In 1800, Hannah and Jacob Schieffelin built their country estate, Rooka Hall, in Manhattanville.

In 1800, Jacob Schieffelin sold half of his property to his friend Alexander Hamilton. Alexander Hamilton acquired a right-angled, 15-acre plot of land at a reasonable price. Hamilton built his country house there, which he called Hamilton Grange, named after the country estate of his ancestors in Scotland and the house of his uncle in St. Croix on the Virgin Islands. The Hamiltons and the Schieffelins became neighbor and friends in Manhattanville. The Schieffelins worshiped with Elizabeth Schuyler Hamilton, the widow of Alexander Hamilton after his death in 1804.

== St.
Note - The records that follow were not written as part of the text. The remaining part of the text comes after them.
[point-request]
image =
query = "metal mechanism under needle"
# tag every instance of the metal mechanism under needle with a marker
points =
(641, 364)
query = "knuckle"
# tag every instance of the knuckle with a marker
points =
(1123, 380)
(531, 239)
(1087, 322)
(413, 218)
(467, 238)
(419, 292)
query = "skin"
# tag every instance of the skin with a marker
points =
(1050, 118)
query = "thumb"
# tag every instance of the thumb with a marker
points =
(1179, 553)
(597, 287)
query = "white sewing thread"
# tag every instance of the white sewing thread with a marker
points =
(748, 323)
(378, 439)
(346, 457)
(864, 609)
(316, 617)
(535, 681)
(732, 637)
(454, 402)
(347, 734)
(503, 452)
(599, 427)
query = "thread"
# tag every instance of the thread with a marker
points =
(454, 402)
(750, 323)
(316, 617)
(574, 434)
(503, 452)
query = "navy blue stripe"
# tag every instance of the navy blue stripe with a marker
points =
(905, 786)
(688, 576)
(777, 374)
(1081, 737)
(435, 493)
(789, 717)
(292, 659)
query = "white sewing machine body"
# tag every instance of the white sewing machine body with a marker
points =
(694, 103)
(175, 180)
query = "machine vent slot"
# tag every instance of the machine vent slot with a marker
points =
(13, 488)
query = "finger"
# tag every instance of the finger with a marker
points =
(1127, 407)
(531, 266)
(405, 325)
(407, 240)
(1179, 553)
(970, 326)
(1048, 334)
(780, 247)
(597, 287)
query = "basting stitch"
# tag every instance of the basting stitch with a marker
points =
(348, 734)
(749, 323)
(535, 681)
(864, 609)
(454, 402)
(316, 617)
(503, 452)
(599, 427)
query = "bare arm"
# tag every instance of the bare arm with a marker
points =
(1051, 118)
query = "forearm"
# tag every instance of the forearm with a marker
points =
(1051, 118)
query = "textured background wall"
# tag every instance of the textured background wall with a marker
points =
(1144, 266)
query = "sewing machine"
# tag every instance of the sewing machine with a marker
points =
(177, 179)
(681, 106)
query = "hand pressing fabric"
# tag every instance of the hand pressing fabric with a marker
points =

Mary's Protestant Episcopal Church ==
In 1823, Hannah and Jacob Schieffelin donated money and a plot of land in Manhattanville for the construction of St. Mary's church. St. Mary's was built between 1824 and 1826 and was inaugurated on Thanksgiving Day. St. Mary's in Manhattanville was the first free-pew church in New York City. St. Mary's church contains the burial vault "Jacob Schieffelin's Vault“.

== Death ==
Jacob Schieffelin died of a stroke on April 16, 1835. He left Hannah Lawrence Schieffelin and his children a huge fortune. Jacob Schieffelin was buried in St. Mary's church in Manhattanville, like his wife Hannah Lawrence Schieffelin.